This easy-to-read guide explains how inflation affects bond return, a related Fed policy, and the difference between real and nominal returns. The Impact of Inflation on Bonds. Full frame of US Patriot Treasury Bonds. TIPS "treasury inflation protected securities" currently provide very little upside ( return), but that exact statement can be made about just about. A large and expanding literature explores the relation between nominal bond yields and inflation. Ang and Piazzesi () make a particularly important.
If you sell a bond before its maturity date, you may get more than its face value; you could also receive less if you must sell when bond prices are down. The closer the bond is to its maturity date, the closer to its face value the price is likely to be.
Though the ups and downs of the bond market are not usually as dramatic as the movements of the stock market, they can still have a significant impact on your overall return.
They move in opposite directions, much like a seesaw. The opposite is true as well: When bond prices rise, yields in general fall, and vice versa. What moves the seesaw? However, other factors have an impact on all bonds. A rise in either interest rates or the inflation rate will tend to cause bond prices to drop. Inflation and interest rates behave similarly to bond yields, moving in the opposite direction from bond prices. If inflation means higher prices, why do bond prices drop?

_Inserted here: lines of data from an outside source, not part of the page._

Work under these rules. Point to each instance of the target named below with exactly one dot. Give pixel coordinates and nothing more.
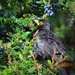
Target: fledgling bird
(47, 44)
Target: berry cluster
(49, 10)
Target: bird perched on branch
(47, 45)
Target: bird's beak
(38, 22)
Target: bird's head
(44, 24)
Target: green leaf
(49, 62)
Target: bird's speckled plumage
(47, 42)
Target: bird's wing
(46, 44)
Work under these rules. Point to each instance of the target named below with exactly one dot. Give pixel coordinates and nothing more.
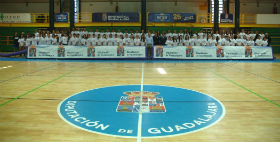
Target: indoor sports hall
(139, 71)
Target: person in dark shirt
(16, 44)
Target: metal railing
(6, 40)
(86, 17)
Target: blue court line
(245, 88)
(139, 60)
(238, 85)
(3, 81)
(49, 82)
(258, 75)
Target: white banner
(15, 18)
(213, 52)
(54, 51)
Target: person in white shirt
(265, 42)
(84, 32)
(119, 33)
(217, 35)
(34, 40)
(103, 40)
(200, 34)
(126, 40)
(64, 39)
(169, 41)
(113, 32)
(90, 33)
(115, 39)
(71, 39)
(244, 41)
(21, 42)
(242, 34)
(175, 34)
(192, 41)
(169, 34)
(186, 41)
(110, 40)
(97, 32)
(77, 40)
(48, 39)
(251, 42)
(181, 41)
(130, 41)
(121, 41)
(36, 33)
(93, 41)
(143, 40)
(28, 40)
(137, 41)
(195, 35)
(43, 40)
(233, 40)
(198, 41)
(54, 40)
(259, 41)
(83, 40)
(262, 35)
(175, 41)
(219, 41)
(227, 41)
(203, 41)
(181, 34)
(252, 34)
(239, 40)
(212, 42)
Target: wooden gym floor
(30, 92)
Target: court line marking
(139, 129)
(13, 78)
(258, 75)
(26, 93)
(240, 86)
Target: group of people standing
(82, 37)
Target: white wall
(26, 8)
(252, 8)
(193, 7)
(268, 18)
(189, 7)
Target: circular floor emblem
(166, 111)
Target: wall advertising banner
(213, 52)
(172, 17)
(15, 18)
(115, 17)
(54, 51)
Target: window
(221, 9)
(76, 11)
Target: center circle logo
(120, 111)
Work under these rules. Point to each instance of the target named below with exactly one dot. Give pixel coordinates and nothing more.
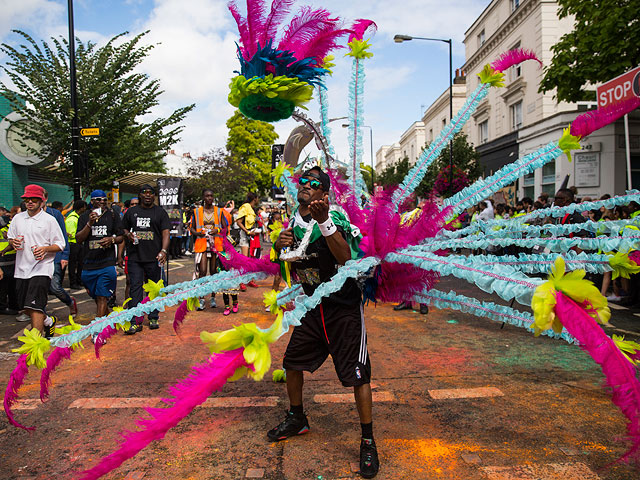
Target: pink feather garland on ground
(246, 264)
(620, 374)
(587, 123)
(194, 390)
(181, 313)
(11, 393)
(102, 338)
(513, 57)
(54, 359)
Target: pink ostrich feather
(245, 39)
(359, 28)
(181, 313)
(279, 10)
(589, 122)
(619, 372)
(194, 390)
(246, 264)
(513, 57)
(102, 338)
(304, 27)
(11, 393)
(54, 359)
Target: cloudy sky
(195, 56)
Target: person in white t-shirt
(36, 237)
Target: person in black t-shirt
(336, 326)
(146, 228)
(99, 230)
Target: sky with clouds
(195, 56)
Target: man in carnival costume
(336, 326)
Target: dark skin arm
(319, 210)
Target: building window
(549, 178)
(481, 38)
(483, 131)
(516, 115)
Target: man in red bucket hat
(36, 237)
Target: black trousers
(8, 298)
(75, 264)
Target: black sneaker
(134, 328)
(292, 425)
(49, 331)
(369, 463)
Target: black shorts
(336, 330)
(33, 293)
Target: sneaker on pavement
(403, 306)
(73, 308)
(49, 330)
(292, 425)
(369, 463)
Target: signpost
(619, 89)
(90, 132)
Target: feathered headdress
(274, 80)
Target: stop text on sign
(619, 89)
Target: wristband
(327, 228)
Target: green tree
(465, 158)
(603, 44)
(112, 95)
(249, 142)
(220, 172)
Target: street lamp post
(373, 170)
(75, 124)
(406, 38)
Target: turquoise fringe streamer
(304, 303)
(497, 313)
(415, 175)
(508, 174)
(324, 125)
(356, 116)
(178, 293)
(629, 240)
(503, 280)
(542, 263)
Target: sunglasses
(313, 183)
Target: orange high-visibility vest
(200, 244)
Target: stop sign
(619, 89)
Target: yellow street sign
(89, 132)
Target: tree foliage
(249, 143)
(220, 172)
(465, 158)
(603, 45)
(111, 95)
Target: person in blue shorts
(100, 233)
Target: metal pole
(627, 151)
(450, 118)
(75, 125)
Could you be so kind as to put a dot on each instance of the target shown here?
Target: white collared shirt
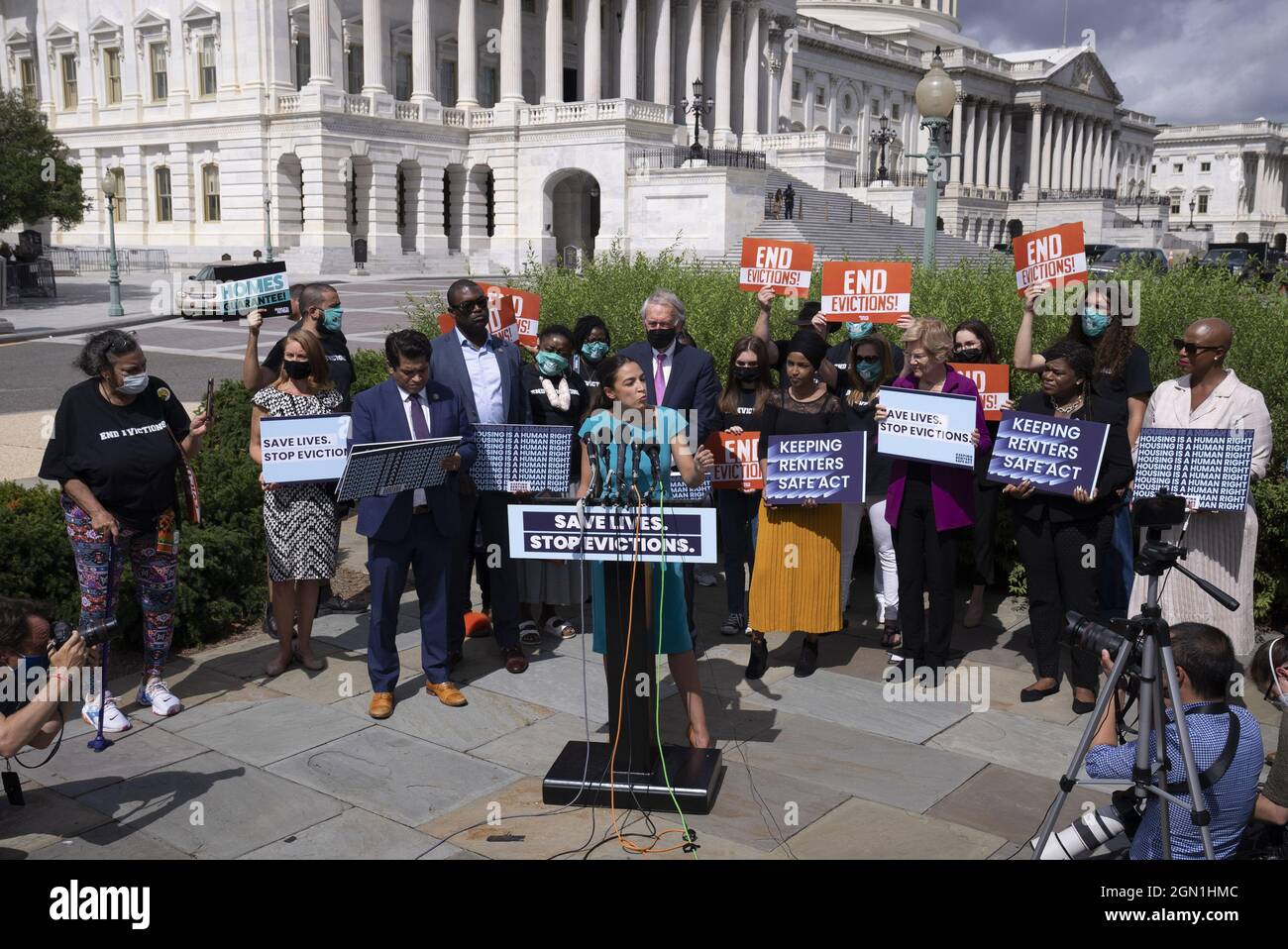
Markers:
(408, 406)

The answer has to do with the relative value of the interest that a specific bond pays. Rising prices over time reduce the purchasing power of each interest payment a bond makes.
Bonds, Interest Rates and the Impact of Inflation - Business in Greater Gainesville
Why watch the Fed? Inflation also affects interest rates. The Fed takes an active role in trying to prevent inflation from spiraling out of control. When the Fed gets concerned that the rate of inflation is rising, it may decide to raise interest rates.
To try to slow the economy by making it more expensive to borrow money.
How will rising bond yields affect gold as an asset class?
For example, when interest rates on mortgages go up, fewer people can afford to buy homes. That tends to dampen the housing market, which in turn can affect the economy. When the Fed raises its target interest rate, other interest rates and bond yields typically rise as well. New bonds paying higher interest rates mean existing bonds with lower rates are less valuable.
One is in currency like the US dollar, the euro or the yen. Second is in precious metals like gold and silver. If we invest in gold, we are not getting any interest.
Bonds, Interest Rates and the Impact of Inflation
In fact, it costs money to store physical gold while another alternative of holding gold is in demat form like ETFs namely the SPDR Gold shares charge expenses which also add to the cost. The alternative of holding your wealth is in saving account or in low risk bonds which will give you interest.
So, when interest rates rise, yields on savings accounts and bonds also rise which makes a gold less attractive investment as an opportunity cost of holding your wealth in gold also rises. An Interest rate is a key element that helps determine the intrinsic price of gold.
The other elements are storage cost and insurance. Combine all these elements and you will get the price of the commodity. After that how the price moves depends on micro drivers like the movement of US Dollar and fundamental factors like demand and supply.
The relation between gold and yield is better explained in a chart.
EconomPic: The Relationship Between TIPS, Treasuries, and Inflation
If we look at from the yeargold was increasing steadily while US Year Treasury yield was decreasing. However, in last 10 years, the correlation between two assets has become stronger. The last 10 year chart shows the peak and trough in gold and year US Treasury yield.
Historically we have seen that gold thrives when yields are trading at the bottom. In fact, we can predict the top and bottom of gold by looking at the year yield chart.
Now the question is why 10 year yield and not 2-year or 5-year yield.